One of Union County's largest farms recently received national honors for its efforts to reduce its environmental impact.

New Day Farms, an egg producing operation located in Raymond, won the 2010 Family Farm Environmental Excellence Award, presented by the U.S. Poultry and Egg Association (PEA). The farm was eligible for the national award after receiving the 2009 Environmental Stewardship Award from the Ohio Livestock Coalition and the Ohio Poultry Association last April.

The PEA recognized five poultry farms with the award during its international poultry expo in Atlanta earlier this year.

The award is given in recognition of exemplary environmental stewardship by family farmers engaged in poultry and egg production, according to the PEA.

"The poultry industry has been a leader in environmental management," said association chairman Steve Willardsen. "But we must continue to be a responsible steward, using advancing technologies and the latest management techniques to do our part in maintaining a clean environment.
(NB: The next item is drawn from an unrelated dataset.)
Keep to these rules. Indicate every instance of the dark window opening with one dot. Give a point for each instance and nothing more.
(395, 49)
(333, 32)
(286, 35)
Our family farm environmental excellence competition is just another way to emphasize our commitment."

Steve Bliesner, general manager of New Day Farms LLC, said that today's demanding market mandates an emphasis on environmental health and safety.

"In today's society, the emphasis is on food safety," Bliesner said. "To consistently distinguish our products in the marketplace, we must continuously strive to improve quality while simultaneously improving the efficiencies it takes to produce our egg products. What we produce today, people eat tomorrow."

New Day Farms LLC was formed in July 2007, after it bought part of the Daylay Egg Farm operation. Daylay was mainly an egg grader selling carton eggs to grocery chains, according to Bliesner. After New Day took over, grading machines were switched out for breaker machines to supply the liquid egg market. No whole eggs at all are sold from New Day Farms, Bliesner said.

Today, New Day Farms is composed of six operating divisions (pullets, production, processing, quality, composting, and administrative), and is home to 1.6 million white leghorn chickens. Those chickens feed two million people across the nation each day, Bliesner said.

"Twenty years ago when I first walked into this field, you'd think to yourself, 'That's a lot of chickens in a cage,'" Bliesner said. "But we have a 10-percent mortality rate, compared to the 80-percent you'd see if the chickens were outside. "We're selling agriculture so we can sell cheap, safe food."

Applicants for the award were rated in several categories, including dry litter or liquid manure management, nutrient management planning, community involvement, wildlife enhancement techniques, innovative nutrient management strategies, and participation in education or outreach programs.

Applications are reviewed and farm visits conducted by a team of environmental professionals from universities, regulatory agencies and state trade associations in selecting national winners, according to the PEA.